Клава опять налил водки в обе емкости и ненадолго задумался. Выпив же, боднул белобрысой головой воздух:

— Не, Палермо. В гробу я эти дела видал.

— А я, Юрик, нашего Бритого в гробу видел — нес, провожал третьего дня до вечной «квартиры». Это до мозгов твоих доходит?! — наклонившись и крепко ухватив товарища за предплечье, повысил голос майор. На их столик начали с интересом оглядываться соседи, и пришлось снизить децибелы: — Поразмысли немного — есть еще время! Пока хоронишься по задворкам, оберегая свою бесценную жизнь, по приказу этого долбогрыза перещелкают всех, кто знает о ваших… темных делишках. И тебе стопроцентно башку продырявят — ни сегодня, так завтра. Я-то тебя сумел отыскать в городе, значит и киллер разыщет. Вникаешь?

Белозеров встряхнул товарища за плечо — тот безвольно качнулся…

— Очнись же, Клава! Этот вопрос надо решать одним махом, одним ударом! Вспомни, как мы когда-то убрали со своей дороги Хлебопёка. А не смогли бы тогда, побоялись бы, прожевали сопли — ни хрена бы из нас в итоге не получилось!

И он свирепо смотрел на Юрку до тех пор, пока животный страх в хмельных глазах того не сменился пониманием важности момента.

— Лады, Пашка, уговорил, — прохрипел он, поднимаясь. — Щас, прогуляюсь до сортира, и пойдем. Пойдем мстить за Бритого. Купи штоль минералочки, а то башка чугунная…
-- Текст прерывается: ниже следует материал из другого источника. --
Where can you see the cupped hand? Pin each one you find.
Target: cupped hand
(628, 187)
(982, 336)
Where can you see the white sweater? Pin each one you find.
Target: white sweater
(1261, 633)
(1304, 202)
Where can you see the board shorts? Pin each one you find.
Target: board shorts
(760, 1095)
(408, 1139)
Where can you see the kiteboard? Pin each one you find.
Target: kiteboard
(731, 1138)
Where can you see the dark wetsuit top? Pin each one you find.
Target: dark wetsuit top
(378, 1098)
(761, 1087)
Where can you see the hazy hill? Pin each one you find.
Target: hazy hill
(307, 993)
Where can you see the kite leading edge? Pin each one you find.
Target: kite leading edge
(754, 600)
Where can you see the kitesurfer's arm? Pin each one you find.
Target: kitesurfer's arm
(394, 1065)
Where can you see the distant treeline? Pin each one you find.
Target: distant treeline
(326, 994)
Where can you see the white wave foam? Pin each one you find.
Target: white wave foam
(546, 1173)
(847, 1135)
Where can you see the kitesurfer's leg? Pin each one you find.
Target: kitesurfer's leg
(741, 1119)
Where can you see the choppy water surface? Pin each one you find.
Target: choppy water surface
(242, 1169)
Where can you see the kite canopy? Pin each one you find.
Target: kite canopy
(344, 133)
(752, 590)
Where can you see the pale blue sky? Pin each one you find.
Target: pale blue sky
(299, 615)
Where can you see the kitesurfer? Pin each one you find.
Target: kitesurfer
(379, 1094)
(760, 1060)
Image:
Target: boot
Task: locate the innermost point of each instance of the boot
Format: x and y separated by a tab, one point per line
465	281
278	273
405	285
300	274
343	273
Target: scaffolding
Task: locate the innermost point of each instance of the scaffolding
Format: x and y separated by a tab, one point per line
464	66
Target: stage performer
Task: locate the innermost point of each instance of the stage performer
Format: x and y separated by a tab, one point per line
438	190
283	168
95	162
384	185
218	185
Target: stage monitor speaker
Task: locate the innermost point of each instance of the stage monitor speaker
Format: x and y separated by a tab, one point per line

Проводив взглядом качавшегося Юрку, майор облегченно вздохнул и попытался откинуться на спинку игрушечного стульчика, но она жалобно скрипнула, готовая согнуться или отвалиться совсем. Тогда он подался вперед, налил водки и снова выпил. «Вот и славно. По крайней мере, Клава исчезнет из этого города живым и здоровым, — подумал Павел, ковыряя вилкой скользкого моллюска. — Валерон, по словам Японаматери, появлялся на горизонте лет пять назад. Значит, не при делах — о связке Стоцкий — Бритый, скорее всего не знает. Ганджубас — тем более. Этого ловеласа одни бабы интересовали, да травка…»

Поднявшись, он подошел к барной стойке за минеральной водой, но взгляд, ползавший по этикеткам пластиковых и стеклянных бутылок, отчего-то не фокусировался, не задерживался и не воспринимал названий. Смутное беспокойство все сильнее охватывало сознание. И не ответив на вежливый вопрос бармена, спецназовец направился к двери туалета, за которой три минуты назад исчез Клавин…

Дверь распахнулась навстречу, но в проеме появился не Юрка, а тот серьезный хмурый господин весьма преклонного для игрока возраста. Улыбнувшись одними уголками губ и поправив полу легкой ветровки, он снова вежливо посторонился. Майор вошел внутрь, быстро огляделся — и здесь толпился народ возле писсуаров и закрытых дверей кабинок; в ноздри ударял резкий запах этакой смеси извечной туалетной вони и букета импортных моющих средств.

Приятеля видно не было.

— Юрок, — громко позвал Павел, — ты здесь?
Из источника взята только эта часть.